Unbounded memory growth is where memory continues to be allocated and is never given a chance to be deallocated. If this continues forever, then at some point the system’s memory will be filled and you’ll have a big memory problem on your hands. In iOS this means that the app will be killed by the system.

With the Allocations instrument running on the app, make five different searches in the app but do not drill down into the results yet. Make sure the searches have some results! Now let the app settle a bit by waiting a few seconds.

You should have noticed that the graph in the Allocations track has been rising. This is telling you that memory is being allocated. It’s this feature that will guide you to finding unbounded memory growth.

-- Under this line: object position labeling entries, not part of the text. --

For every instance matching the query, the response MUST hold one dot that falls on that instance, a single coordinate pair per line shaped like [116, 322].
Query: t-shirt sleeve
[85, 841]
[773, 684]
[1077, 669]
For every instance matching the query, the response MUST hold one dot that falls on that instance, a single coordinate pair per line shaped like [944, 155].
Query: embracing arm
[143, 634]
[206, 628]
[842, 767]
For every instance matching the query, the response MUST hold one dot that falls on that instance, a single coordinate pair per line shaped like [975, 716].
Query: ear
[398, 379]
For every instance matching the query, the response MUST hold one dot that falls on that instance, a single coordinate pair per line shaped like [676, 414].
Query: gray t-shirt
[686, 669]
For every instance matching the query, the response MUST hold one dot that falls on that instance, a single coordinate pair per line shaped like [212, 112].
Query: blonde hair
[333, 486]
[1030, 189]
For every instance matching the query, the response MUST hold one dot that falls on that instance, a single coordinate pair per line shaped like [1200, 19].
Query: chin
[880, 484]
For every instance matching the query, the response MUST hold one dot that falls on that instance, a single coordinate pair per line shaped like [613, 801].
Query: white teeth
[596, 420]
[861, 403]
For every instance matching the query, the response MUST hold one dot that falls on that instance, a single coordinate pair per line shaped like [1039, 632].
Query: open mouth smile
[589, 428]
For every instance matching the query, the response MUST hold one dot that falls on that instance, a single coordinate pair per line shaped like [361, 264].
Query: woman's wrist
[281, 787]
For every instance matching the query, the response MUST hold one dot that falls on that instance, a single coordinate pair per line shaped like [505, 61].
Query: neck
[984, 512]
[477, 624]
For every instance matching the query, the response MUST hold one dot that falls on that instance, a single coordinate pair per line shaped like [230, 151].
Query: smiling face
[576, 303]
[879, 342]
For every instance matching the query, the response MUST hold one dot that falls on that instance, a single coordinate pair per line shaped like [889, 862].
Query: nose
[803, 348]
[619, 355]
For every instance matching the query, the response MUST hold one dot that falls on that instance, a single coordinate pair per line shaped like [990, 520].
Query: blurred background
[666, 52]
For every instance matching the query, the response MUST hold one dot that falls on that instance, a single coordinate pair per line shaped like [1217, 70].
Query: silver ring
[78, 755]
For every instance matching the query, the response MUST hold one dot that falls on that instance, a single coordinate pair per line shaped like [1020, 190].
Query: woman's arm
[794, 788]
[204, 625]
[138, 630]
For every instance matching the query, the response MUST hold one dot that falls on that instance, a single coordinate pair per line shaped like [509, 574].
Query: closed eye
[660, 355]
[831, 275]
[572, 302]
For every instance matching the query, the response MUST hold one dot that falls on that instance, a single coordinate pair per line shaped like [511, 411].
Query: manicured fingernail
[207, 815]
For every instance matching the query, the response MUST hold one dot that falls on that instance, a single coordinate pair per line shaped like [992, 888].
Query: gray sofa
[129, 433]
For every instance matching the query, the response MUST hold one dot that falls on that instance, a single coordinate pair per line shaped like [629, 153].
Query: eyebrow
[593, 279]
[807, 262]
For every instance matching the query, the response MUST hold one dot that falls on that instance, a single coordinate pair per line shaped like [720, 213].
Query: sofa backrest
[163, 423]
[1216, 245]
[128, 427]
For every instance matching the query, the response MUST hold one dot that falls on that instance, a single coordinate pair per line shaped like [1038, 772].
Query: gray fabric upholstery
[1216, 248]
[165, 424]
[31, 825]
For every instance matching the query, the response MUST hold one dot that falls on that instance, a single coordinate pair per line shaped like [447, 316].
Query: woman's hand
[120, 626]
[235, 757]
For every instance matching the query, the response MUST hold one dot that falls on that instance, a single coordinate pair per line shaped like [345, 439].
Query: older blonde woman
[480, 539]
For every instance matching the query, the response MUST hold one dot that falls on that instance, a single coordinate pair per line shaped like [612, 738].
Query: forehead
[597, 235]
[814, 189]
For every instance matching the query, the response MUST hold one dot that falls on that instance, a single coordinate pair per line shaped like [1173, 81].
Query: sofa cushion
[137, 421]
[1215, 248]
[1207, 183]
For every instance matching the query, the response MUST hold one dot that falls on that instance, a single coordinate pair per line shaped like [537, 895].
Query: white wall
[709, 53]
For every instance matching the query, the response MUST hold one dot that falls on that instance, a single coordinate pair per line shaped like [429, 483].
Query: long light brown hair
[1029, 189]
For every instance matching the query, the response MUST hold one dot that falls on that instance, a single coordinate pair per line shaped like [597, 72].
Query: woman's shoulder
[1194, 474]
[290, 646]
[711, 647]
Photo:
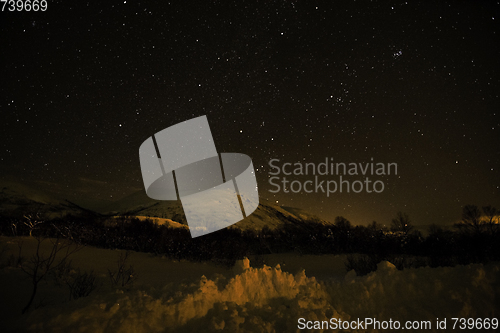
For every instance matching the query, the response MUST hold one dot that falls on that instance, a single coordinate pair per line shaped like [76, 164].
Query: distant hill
[267, 214]
[17, 199]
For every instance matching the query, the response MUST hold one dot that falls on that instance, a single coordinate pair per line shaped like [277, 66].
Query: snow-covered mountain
[18, 199]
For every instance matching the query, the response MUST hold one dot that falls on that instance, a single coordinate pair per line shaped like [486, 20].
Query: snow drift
[270, 300]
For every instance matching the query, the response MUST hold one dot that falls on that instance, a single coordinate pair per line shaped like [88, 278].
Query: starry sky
[414, 83]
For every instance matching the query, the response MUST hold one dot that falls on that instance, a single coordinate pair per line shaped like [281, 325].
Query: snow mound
[257, 300]
[270, 300]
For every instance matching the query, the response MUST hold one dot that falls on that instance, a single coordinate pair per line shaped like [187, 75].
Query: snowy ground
[188, 297]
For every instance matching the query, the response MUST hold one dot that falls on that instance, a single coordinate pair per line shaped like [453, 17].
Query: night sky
[412, 83]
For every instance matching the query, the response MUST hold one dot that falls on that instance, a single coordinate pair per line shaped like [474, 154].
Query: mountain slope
[267, 214]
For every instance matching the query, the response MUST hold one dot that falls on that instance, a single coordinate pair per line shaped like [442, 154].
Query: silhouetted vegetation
[475, 239]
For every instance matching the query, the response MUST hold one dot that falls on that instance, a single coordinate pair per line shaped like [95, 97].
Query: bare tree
[471, 220]
[41, 263]
[33, 219]
[492, 216]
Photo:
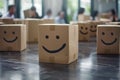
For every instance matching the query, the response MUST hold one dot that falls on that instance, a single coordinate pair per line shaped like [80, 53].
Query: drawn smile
[54, 51]
[83, 33]
[109, 43]
[10, 41]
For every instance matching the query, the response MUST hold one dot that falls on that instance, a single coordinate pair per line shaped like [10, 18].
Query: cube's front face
[93, 29]
[108, 40]
[53, 43]
[10, 38]
[83, 32]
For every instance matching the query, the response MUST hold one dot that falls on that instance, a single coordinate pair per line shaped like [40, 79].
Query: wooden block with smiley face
[93, 27]
[12, 37]
[19, 21]
[84, 32]
[108, 39]
[58, 43]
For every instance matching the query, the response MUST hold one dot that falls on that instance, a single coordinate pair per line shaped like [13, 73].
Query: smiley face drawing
[57, 50]
[54, 41]
[11, 40]
[110, 35]
[93, 28]
[108, 39]
[84, 30]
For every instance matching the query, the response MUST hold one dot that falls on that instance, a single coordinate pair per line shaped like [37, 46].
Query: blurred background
[71, 8]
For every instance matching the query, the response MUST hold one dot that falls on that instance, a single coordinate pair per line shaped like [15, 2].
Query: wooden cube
[84, 31]
[58, 43]
[108, 39]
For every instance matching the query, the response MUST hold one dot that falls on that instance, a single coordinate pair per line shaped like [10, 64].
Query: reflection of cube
[58, 43]
[48, 21]
[32, 27]
[7, 20]
[84, 32]
[93, 27]
[12, 37]
[108, 39]
[113, 23]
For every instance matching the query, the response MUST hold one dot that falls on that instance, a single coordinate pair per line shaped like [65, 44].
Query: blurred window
[87, 5]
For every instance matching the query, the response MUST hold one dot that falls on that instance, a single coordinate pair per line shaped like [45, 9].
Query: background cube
[58, 43]
[84, 32]
[93, 27]
[108, 39]
[12, 37]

What you’re going to perform is a generation analysis. To do this, press the button called Mark Generation. You’ll find the button at the top of the Display Settings inspector:

(opens new window)

Press it and you will see a red flag appear in the track, like so:

(opens new window)

The purpose of generation analysis is to perform an action multiple times, and see if memory is growing in an unbounded fashion. Drill into a search, wait a few seconds for the images to load, and then go back to the main page. Then mark the generation again. Do this repeatedly for different searches. After a drilling into a few searches, Instruments will look like this:

(opens new window)

At this point, you should be getting suspicious. Notice how the blue graph is going up with each search that you drill into. Well, that certainly isn’t good. But wait, what about memory warnings? You know about those, right? Memory warnings are iOS’s way of telling an app that things are getting tight in the memory department, and you need to clear out some memory.

It’s possible that this growth is not just due to your app; it could be something in the depths of UIKit that’s holding onto memory. Give the system frameworks and your app a chance to clear their memory first before pointing a finger at either one.

Simulate a memory warning by selecting Instrument\Simulate Memory Warning in Instruments’ menu bar, or Hardware\Simulate Memory Warning from the simulator’s menu bar. You’ll notice that memory usage dips a little, or perhaps not at all. Certainly not back to where it should be. So there’s still unbounded memory growth happening somewhere.

The reason for marking a generation after each iteration of drilling into a search is that you can see what memory has been allocated between each generation. Take a look in the detail panel and you’ll see a bunch of generations.